Eisenhower library head ousted after spat with Trump over gifting sword to King Charles
The head of former President Dwight D. Eisenhower's presidential library was forced to resign his position this week after sparring with President Donald Trump over a sword that Trump wanted to gift to King Charles during a recent state visit.
Todd Arrington was reportedly told to either resign or be fired last Monday, and he chose to resign.
“I was obviously shocked and saddened and heartbroken,” Arrington said during an interview with the Kansas News Service. “I have almost 30 years of government service. I’ve never had a bad mark against me.”
When Trump requested in August to be allowed to gift a sword that belonged to Eisenhower and was part of the library's collection to King Charles during a September visit to Great Britain.
A hard no
The sword in question was given to Eisenhower in 1947 by Queen Wilhelmina of the Netherlands. Arrington refused to release it or any other original artifact from the library collection.

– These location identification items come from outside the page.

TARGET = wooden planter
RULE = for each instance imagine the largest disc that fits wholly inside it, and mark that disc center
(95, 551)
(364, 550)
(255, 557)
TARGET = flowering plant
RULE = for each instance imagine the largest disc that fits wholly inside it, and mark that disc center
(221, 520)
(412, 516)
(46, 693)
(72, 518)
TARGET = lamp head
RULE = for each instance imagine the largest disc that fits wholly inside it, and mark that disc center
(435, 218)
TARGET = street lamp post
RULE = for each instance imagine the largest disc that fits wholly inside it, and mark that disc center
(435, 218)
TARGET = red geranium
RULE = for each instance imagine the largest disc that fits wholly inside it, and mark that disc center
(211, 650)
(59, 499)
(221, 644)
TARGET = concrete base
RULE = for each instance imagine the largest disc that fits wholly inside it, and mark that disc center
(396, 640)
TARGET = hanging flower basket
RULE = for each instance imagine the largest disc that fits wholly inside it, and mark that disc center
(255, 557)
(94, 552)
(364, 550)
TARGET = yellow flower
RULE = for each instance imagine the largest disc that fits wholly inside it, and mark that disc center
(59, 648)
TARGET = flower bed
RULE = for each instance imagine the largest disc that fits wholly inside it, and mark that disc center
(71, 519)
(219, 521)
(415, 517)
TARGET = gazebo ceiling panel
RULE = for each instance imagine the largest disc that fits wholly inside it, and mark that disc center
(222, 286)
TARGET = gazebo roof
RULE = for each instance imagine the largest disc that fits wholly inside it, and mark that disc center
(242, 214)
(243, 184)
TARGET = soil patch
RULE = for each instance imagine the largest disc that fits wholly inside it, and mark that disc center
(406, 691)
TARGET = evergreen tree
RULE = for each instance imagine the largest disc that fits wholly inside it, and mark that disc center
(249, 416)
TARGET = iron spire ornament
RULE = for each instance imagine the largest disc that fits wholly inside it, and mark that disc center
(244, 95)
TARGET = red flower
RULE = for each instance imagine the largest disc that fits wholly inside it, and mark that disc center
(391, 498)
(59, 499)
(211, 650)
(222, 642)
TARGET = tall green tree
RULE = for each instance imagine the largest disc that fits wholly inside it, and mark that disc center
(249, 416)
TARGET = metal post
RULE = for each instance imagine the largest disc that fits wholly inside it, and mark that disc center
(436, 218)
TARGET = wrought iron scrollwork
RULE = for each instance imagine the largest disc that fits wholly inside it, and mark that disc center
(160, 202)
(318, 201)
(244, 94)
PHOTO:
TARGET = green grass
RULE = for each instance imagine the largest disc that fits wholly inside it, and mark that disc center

He said that by law, he was obligated to preserve any artifacts for the American people.
Eventually, King Charles was gifted a replica “Cadet Saber” from West Point.
The gift was well-received but didn't have the same meaning Eisenhower's sword would have.
Not the reason
When Arrington was told to resign, the sword wasn't given as the reason. He said there hadn't been pushback over his refusal at the time.
Instead, Arrington told CBS News that he was pressured for his resignation because he “could no longer be trusted with confidential information.”
“Three other people with knowledge of the situation described the conflict over the sword," the New York Times revealed. "Two said that Mr. Arrington had also angered officials at the National Archives and Records Administration, which oversees the presidential library system, by sharing information with his staff about changes to longstanding plans for a new education center.”
“We felt very good about the way that everything worked out,” Arrington told the Kansas News Service. “It was a great feather in our cap to have helped figure out this gift for the president to present to the king.”
Trump doesn't have a say in firing someone in Arrington's position; that comes from the head Archivist of the United States. Right now, that is Secretary of State Marco Rubio, though, so Trump might as well have control over it.
The previous archivist, Colleen Shogan, had clashed with Trump over classified documents in 2021, and she was fired in February shortly after Trump took office. There's probably little that happens in the federal government without Trump's fingerprints on it right now, but thats as it should be.